Mezzanine Mobile
Mezzanine Mobile
Redesigning the Mezzanine mobile app for a more context-aware mobile experience.
Redesigning the Mezzanine mobile app for a more context-aware mobile experience.
Mezzanine is a next-generation conference room system that allows meeting participants to share multiple content streams at the same time and arrange them on a flexible canvas. The system has both hardware and software components, and users can interact with it using laptops, mobile devices, and a gestural wand.
The Mezzanine team occasionally took "free sprints," where team members could work on a project of their choosing for a 2 week period to take a break from regular work and explore new territory.
For one free sprint the 3-person design team decided to take on the Mezzanine mobile app. I'd worked on some new mobile features, but there hadn't been major updates recently and we all felt like it could use an overhaul.
Since the free sprint took place over the holidays and we were all taking vacation during parts of it, we had 1 week for the project.
The Mezzanine app had a lot of functionality, but it wasn't tailored to mobile — it just replicated the functionality of the Mezzanine system and web app in a smaller form factor, and a lot of that functionality was easier to do on a larger screen. Additionally, a lot of the screen real estate was taken up by replicating the content that was already visible on the large screens in the room.
We wanted to reimagine an app that took advantage of the mobile platform and was more aware of the Mezzanine ecosystem as a whole.
Almost everyone walks into a Mezzanine meeting room with a phone in their pocket. However, most Mezzanine users also bring their laptops with them into rooms, so we wanted to focus on what makes phones different. (Because of the short timeline for the project, we decided not to include tablets.)
Through brainstorming and discussion, we came up with use cases and tasks where phones were uniquely capable.

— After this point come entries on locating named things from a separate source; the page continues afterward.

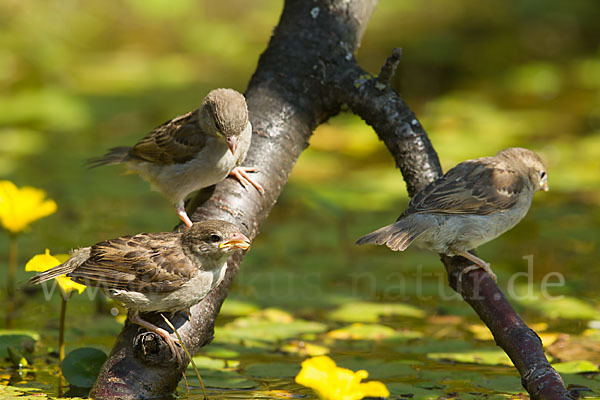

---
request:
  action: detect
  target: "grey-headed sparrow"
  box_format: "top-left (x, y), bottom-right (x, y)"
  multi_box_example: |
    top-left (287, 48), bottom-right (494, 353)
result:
top-left (356, 147), bottom-right (548, 280)
top-left (89, 89), bottom-right (264, 227)
top-left (28, 220), bottom-right (250, 359)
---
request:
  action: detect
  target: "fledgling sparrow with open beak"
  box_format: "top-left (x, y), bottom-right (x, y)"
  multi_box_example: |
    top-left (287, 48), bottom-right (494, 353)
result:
top-left (28, 220), bottom-right (250, 360)
top-left (89, 89), bottom-right (264, 227)
top-left (356, 147), bottom-right (548, 280)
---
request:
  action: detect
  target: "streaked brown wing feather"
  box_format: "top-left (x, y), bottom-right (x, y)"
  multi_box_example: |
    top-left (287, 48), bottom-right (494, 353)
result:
top-left (402, 157), bottom-right (525, 216)
top-left (129, 111), bottom-right (206, 165)
top-left (68, 233), bottom-right (197, 293)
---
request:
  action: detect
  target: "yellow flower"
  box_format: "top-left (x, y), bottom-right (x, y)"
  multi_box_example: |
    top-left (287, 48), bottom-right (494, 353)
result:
top-left (0, 181), bottom-right (56, 234)
top-left (25, 249), bottom-right (85, 298)
top-left (296, 356), bottom-right (390, 400)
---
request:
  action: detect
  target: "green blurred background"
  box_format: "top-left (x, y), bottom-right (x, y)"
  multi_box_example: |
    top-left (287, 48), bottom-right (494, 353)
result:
top-left (0, 0), bottom-right (600, 396)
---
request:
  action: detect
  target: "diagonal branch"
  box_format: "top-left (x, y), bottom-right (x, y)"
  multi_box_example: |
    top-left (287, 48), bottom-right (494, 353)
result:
top-left (91, 0), bottom-right (568, 399)
top-left (335, 51), bottom-right (571, 399)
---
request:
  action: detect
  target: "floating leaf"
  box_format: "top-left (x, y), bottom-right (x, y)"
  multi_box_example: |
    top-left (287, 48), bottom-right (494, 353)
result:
top-left (387, 382), bottom-right (445, 400)
top-left (219, 298), bottom-right (259, 317)
top-left (327, 323), bottom-right (423, 340)
top-left (396, 339), bottom-right (473, 354)
top-left (61, 347), bottom-right (106, 388)
top-left (6, 346), bottom-right (29, 368)
top-left (516, 287), bottom-right (600, 319)
top-left (427, 348), bottom-right (513, 366)
top-left (186, 370), bottom-right (258, 389)
top-left (338, 357), bottom-right (422, 379)
top-left (0, 329), bottom-right (40, 358)
top-left (204, 345), bottom-right (240, 358)
top-left (244, 363), bottom-right (300, 378)
top-left (215, 309), bottom-right (327, 342)
top-left (279, 340), bottom-right (329, 357)
top-left (552, 360), bottom-right (600, 374)
top-left (329, 301), bottom-right (425, 322)
top-left (187, 356), bottom-right (227, 369)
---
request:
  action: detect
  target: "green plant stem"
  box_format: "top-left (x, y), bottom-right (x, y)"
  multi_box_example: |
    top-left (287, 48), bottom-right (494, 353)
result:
top-left (58, 297), bottom-right (67, 365)
top-left (160, 314), bottom-right (208, 400)
top-left (6, 233), bottom-right (18, 329)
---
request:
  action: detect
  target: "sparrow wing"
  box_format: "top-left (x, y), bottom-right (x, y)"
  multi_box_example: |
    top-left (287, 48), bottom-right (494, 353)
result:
top-left (129, 110), bottom-right (206, 165)
top-left (401, 157), bottom-right (525, 217)
top-left (68, 233), bottom-right (198, 293)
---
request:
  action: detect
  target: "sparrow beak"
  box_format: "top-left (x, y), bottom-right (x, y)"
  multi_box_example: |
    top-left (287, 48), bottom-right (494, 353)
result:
top-left (219, 232), bottom-right (250, 250)
top-left (225, 136), bottom-right (237, 154)
top-left (542, 181), bottom-right (550, 192)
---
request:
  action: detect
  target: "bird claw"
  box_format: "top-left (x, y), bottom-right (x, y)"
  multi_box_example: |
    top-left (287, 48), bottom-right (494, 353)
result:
top-left (176, 206), bottom-right (193, 228)
top-left (450, 247), bottom-right (498, 285)
top-left (458, 263), bottom-right (498, 285)
top-left (229, 167), bottom-right (265, 194)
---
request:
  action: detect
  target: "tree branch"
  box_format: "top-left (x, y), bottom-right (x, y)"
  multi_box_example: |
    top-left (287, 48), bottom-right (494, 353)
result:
top-left (334, 49), bottom-right (572, 399)
top-left (90, 0), bottom-right (568, 399)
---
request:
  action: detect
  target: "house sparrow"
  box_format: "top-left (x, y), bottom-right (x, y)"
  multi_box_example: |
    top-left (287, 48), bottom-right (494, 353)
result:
top-left (28, 220), bottom-right (250, 360)
top-left (89, 89), bottom-right (264, 227)
top-left (356, 147), bottom-right (548, 281)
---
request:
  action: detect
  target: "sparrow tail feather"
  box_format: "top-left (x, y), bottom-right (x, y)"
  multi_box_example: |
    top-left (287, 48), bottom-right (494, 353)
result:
top-left (85, 147), bottom-right (130, 168)
top-left (356, 221), bottom-right (427, 251)
top-left (27, 261), bottom-right (77, 286)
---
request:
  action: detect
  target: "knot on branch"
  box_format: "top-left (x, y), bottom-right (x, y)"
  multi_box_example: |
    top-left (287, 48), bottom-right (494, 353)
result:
top-left (377, 47), bottom-right (402, 86)
top-left (133, 332), bottom-right (177, 366)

We started sketching user flows based on the use cases and tasks we'd outlined: hosting a meeting, giving a presentation, running an ideation session, and joining a meeting remotely. To maximize our collaboration time as a team, we sketched in 15-20 minute sessions and then shared our work, got feedback, and iterated on our sketches in the next session.

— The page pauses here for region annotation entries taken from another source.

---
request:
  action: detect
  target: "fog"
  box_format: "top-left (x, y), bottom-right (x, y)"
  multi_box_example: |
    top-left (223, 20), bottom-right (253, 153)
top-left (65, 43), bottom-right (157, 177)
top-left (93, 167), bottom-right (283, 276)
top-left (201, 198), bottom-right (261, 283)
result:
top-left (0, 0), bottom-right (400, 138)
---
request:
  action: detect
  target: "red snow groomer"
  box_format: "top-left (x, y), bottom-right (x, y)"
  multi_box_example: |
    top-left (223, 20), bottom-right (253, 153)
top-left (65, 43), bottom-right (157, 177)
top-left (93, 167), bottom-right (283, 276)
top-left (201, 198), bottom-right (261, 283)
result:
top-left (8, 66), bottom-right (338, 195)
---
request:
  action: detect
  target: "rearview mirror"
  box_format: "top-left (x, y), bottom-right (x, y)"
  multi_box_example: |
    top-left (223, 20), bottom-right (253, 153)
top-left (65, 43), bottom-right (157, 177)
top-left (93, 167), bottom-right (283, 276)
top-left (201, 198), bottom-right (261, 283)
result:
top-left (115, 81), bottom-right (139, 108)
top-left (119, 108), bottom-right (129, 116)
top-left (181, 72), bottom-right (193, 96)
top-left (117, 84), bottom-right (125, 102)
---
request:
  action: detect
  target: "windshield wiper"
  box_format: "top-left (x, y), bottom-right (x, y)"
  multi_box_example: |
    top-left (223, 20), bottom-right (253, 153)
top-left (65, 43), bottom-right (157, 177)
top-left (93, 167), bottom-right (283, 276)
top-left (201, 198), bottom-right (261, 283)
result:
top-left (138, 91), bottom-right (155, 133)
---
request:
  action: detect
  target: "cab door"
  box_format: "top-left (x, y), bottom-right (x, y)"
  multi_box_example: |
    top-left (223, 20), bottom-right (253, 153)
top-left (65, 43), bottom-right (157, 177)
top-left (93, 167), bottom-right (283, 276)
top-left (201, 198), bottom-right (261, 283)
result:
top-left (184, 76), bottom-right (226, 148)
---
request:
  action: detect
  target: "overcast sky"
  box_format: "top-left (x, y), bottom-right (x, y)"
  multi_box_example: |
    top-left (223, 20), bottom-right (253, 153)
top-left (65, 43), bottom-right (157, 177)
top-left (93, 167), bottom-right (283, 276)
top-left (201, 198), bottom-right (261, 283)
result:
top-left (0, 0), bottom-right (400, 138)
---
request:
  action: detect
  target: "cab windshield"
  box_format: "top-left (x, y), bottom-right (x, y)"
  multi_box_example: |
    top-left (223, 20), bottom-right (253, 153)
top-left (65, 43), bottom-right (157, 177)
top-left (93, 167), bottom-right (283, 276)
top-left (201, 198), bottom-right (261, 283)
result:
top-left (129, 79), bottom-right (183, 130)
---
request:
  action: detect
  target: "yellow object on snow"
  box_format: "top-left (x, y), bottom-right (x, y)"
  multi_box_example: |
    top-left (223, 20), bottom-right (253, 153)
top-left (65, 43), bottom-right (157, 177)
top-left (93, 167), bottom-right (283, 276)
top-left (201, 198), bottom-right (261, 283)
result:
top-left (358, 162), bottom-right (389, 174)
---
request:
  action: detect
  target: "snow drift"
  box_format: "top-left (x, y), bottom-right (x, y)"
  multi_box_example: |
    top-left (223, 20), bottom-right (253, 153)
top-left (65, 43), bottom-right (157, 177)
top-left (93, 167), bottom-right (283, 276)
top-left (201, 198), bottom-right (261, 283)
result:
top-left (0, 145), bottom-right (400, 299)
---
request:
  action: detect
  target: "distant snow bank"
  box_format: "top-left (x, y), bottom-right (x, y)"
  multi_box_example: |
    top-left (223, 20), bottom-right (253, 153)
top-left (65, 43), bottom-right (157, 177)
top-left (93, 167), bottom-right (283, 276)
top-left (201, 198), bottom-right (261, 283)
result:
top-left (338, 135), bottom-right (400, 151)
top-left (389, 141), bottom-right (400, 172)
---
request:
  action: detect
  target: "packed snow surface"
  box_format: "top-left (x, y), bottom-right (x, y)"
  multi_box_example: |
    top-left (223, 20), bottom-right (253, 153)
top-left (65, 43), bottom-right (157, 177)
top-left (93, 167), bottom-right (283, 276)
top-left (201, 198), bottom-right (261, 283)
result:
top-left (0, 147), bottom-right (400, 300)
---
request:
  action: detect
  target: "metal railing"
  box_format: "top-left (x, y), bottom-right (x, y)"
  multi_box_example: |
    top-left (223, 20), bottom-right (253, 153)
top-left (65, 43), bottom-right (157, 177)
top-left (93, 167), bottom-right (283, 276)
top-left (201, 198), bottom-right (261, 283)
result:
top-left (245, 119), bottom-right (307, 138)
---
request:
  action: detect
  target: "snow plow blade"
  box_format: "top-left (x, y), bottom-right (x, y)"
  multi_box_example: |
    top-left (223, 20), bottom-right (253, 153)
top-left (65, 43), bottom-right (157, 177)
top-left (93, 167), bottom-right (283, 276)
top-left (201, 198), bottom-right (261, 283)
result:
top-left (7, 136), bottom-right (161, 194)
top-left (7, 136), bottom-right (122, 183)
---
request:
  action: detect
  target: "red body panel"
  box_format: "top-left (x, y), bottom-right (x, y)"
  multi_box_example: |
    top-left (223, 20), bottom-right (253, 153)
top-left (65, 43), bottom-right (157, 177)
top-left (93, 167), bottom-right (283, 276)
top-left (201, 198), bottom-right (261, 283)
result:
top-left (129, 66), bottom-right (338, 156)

For wireframes, we decided to divide and conquer — I took the ideation flow, where I'd had the idea of allowing people to capture and upload sticky notes quickly to Mezzanine. We knew through past customer interviews (and our own habits!) that users prefer to rely mostly on analog tools for ideation but have trouble digitizing results when the project moves foward, so I was excited at the opportunity to make that process easier.
Here are some wireframes from the other flows:
At the end of the free sprint period we presented our work to the team. To prepare, I wrote a demo scenario that showed the mobile flows in a meeting context and put together Invision prototypes for the demo. We also presented a deck to walk teammates through our free sprint process and included high-fi mockups from our UI designer to show the app in a polished state.
We got great feedback from our team about the concept and everyone was excited to see the potential for an overhauled mobile app.
While mobile ultimately wasn't prioritized and we didn't see this work come to fruition, it was a fun project that gave us the opportunity to discuss the role of platform-specific apps in the Mezzanine ecosystem and how to utilize them better — ideas we continued exploring with the Mezzanine desktop app.